Monday, Apr. 04, 1932

Yen to Fight

Japanese politicians, more fearful than ever of a military coup d'etat, tried to save the Empire's parliamentary system last week by yielding abjectly to War Minister Sadao Araki, reshuffling some Cabinet posts at the military clique's behest, appropriating all the money demanded by the fighting services and nastily adjourning the Diet before worse should befall. The Opposition (Minseito) Party, not daring to oppose, wailed a public prediction through the lips of Deputy Gotaro Ogawa that Japan's occupation of Manchuria will soon have cost 300,000,000 yen ($100,000,000 current rate)--a vast sum for Japan.

When he addressed the House of Representatives last week War Minister Araki, according to the discreet translator, "employed language so beautiful and flowery that it cannot be translated into English very well."

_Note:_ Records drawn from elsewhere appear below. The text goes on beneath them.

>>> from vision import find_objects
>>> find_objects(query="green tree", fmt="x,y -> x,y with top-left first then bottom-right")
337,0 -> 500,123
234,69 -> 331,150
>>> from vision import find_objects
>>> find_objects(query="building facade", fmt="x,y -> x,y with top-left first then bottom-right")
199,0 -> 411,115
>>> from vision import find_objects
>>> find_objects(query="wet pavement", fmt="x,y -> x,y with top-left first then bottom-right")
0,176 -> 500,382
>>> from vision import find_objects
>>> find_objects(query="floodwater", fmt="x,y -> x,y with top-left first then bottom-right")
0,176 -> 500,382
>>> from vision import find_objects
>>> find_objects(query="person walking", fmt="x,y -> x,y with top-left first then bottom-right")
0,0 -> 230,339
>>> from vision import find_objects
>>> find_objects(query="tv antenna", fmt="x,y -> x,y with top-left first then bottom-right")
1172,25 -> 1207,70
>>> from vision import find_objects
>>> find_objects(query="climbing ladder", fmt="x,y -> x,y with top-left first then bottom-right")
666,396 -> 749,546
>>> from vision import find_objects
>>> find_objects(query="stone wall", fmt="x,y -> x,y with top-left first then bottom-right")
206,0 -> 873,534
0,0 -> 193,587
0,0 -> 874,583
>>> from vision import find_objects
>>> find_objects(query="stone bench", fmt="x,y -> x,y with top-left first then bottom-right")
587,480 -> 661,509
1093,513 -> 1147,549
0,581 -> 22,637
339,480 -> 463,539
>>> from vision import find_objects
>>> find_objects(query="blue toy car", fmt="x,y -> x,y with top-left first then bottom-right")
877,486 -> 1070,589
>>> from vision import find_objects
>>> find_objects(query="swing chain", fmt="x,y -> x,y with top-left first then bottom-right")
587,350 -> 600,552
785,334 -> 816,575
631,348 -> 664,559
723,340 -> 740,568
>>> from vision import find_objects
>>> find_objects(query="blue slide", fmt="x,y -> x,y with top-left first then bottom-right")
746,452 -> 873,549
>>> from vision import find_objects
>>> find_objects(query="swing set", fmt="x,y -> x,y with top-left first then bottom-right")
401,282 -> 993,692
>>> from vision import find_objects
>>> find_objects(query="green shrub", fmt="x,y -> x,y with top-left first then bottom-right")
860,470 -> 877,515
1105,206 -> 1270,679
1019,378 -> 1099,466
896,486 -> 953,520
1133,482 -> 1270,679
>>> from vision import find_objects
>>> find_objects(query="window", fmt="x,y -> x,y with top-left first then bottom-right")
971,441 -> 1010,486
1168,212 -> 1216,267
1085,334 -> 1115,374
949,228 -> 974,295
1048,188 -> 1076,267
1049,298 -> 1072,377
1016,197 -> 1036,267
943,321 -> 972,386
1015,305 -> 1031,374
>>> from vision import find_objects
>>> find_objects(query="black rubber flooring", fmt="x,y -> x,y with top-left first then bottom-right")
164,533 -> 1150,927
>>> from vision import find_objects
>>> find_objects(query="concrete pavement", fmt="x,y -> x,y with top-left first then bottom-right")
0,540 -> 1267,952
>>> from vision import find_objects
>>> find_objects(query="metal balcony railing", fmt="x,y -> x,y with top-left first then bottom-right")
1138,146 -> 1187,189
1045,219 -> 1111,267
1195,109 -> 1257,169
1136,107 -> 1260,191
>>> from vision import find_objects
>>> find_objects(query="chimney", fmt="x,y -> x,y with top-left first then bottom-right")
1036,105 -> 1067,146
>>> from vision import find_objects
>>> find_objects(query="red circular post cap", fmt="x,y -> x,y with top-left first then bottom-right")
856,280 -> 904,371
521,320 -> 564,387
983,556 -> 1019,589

Militarist Araki (a devoted husband and father) beautifully threatened Japanese withdrawal from the League of Nations "if its commission [now investigating Manchuria] continues to show ignorance of Far Eastern conditions." Demanding that more Japanese troops be sent to Manchuria, General Araki said (as nearly as his flowerings can be translated) : "The problems confronting the Empire's defense arm are of such magnitude and profound importance as to transcend those of our Siberian expeditions in 1918 [when Japanese and other Allied troops penetrated far into Soviet territory]. From certain viewpoints the present situation is even more serious than the Russo-Japanese War of 1905.

"It is only natural that our officers and men feel the blood surging through their veins as never before. By the co-operation of all the people, we hope to bring this crisis to a desirable consummation.

"The co-operation of the army and navy has been of a magnificence rarely seen in our history. Their activities have been such that we can be proud of them before the world."

Such gorgeous words meant, of course, that Japan's militarists were toying with the project of an onslaught upon Russia (which has been feverishly strengthening the fortifications of Vladivostok). But the situation in Japan itself was critical last week. With business hamstrung by the Chinese boycott of Japanese goods, with business leaders unable to judge precisely which way the militarists would jump, even public service corporations like the Tokyo Subway Railway Co. were in acute uncertainty and fear.

Thus one day 150 subway employes dared to threaten the company with baseball bats. Shouldering these popular sporting weapons (even Crown Prince Chichibu plays baseball) they swaggered boldly into a subway train, shooed ouf the passengers, closed all the doors. Neither they nor the train would move, they announced, until the company gave them shorter hours, more pay.

Ordinarily Tokyo police would have broken up the baseball bat strike at once. Last week the subway company, afraid that trouble, once provoked, might spread, meekly yielded to all the subterranean sportsmen's demands.